Son combat pour la liberté et la justice lui vaut une reconnaissance internationale. En 1994, il reçoit le Prix de la Mémoire décerné par Danielle Mitterrand, présidente de la Fondation France Libertés. En 1995, il est récompensé par le Prix de la liberté d’expression au Canada, puis par le Prix Tahar Djaout remis au siège de l’UNESCO.
En 1996, il participe en Italie à la Marche des Rameaux pour l’abolition de la peine de mort. Il publie également son autobiographie Le Rebelle, parue chez Stock, dans laquelle il retrace sans détour son itinéraire de combat. Son dernier album, Lettre ouverte aux…, dans lequel il reprend l’hymne national Kassaman en kabyle, lui vaut un disque d’or. Il ne verra pourtant jamais sa sortie. Le 25 juin 1998, après un déjeuner à Tizi Ouzou en compagnie de son épouse Nadia et de ses deux belles-sœurs, il prend la route vers Taourirt Moussa. Au détour d’un virage, sa voiture est prise pour cible.
Criblé de balles, Matoub est assassiné devant les siens. Nadia, blessée, gît à ses côtés; ses deux sœurs sont également atteintes, mais s’en sortent. La nouvelle se répand comme une traînée de poudre. La Kabylie s’embrase. Durant les manifestations, trois jeunes sont tués dans les émeutes à Sidi Aïch, Tazmalt et Tizi-Ouzou. Quelques jours plus tard, un tract attribué au GIA, signé par Hassan Hattab, revendique l’assassinat. Vingt-sept ans après, la voix de Matoub continue de résonner dans les montagnes kabyles, dans les rues, dans les cœurs. Sa maison natale, à Taourirt Moussa, est devenue un lieu de mémoire.

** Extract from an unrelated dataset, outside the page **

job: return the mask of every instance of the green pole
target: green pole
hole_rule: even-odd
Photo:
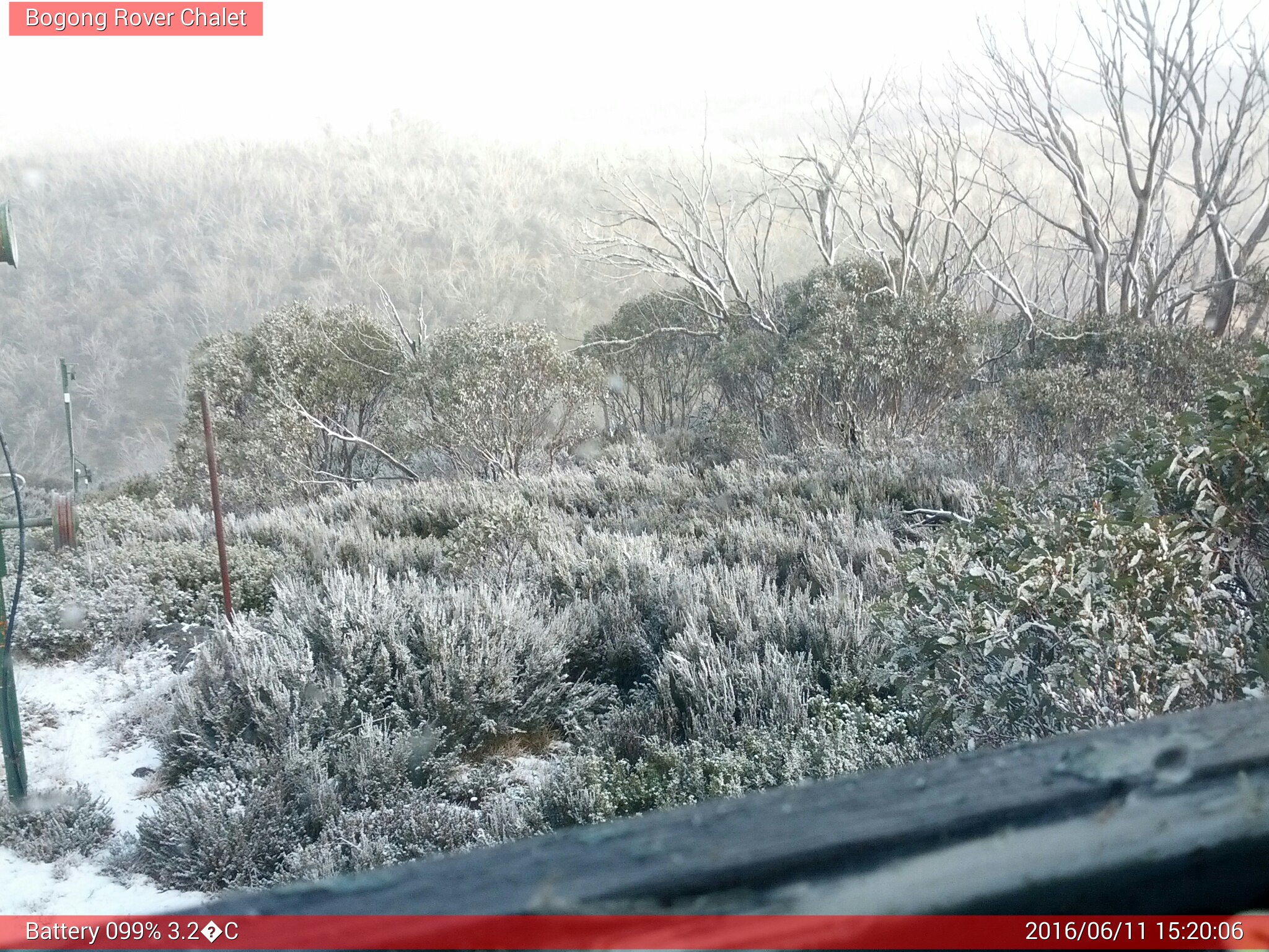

Une Fondation y a vu le jour, consacrée à la préservation de son œuvre et à la transmission de son message. Pour beaucoup, Matoub incarne une droiture rare, une parole libre, un engagement sans concession. Il est devenu un symbole, un repère moral, une conscience toujours en éveil. Matoub est mort, mais ses œuvres sont éternelles.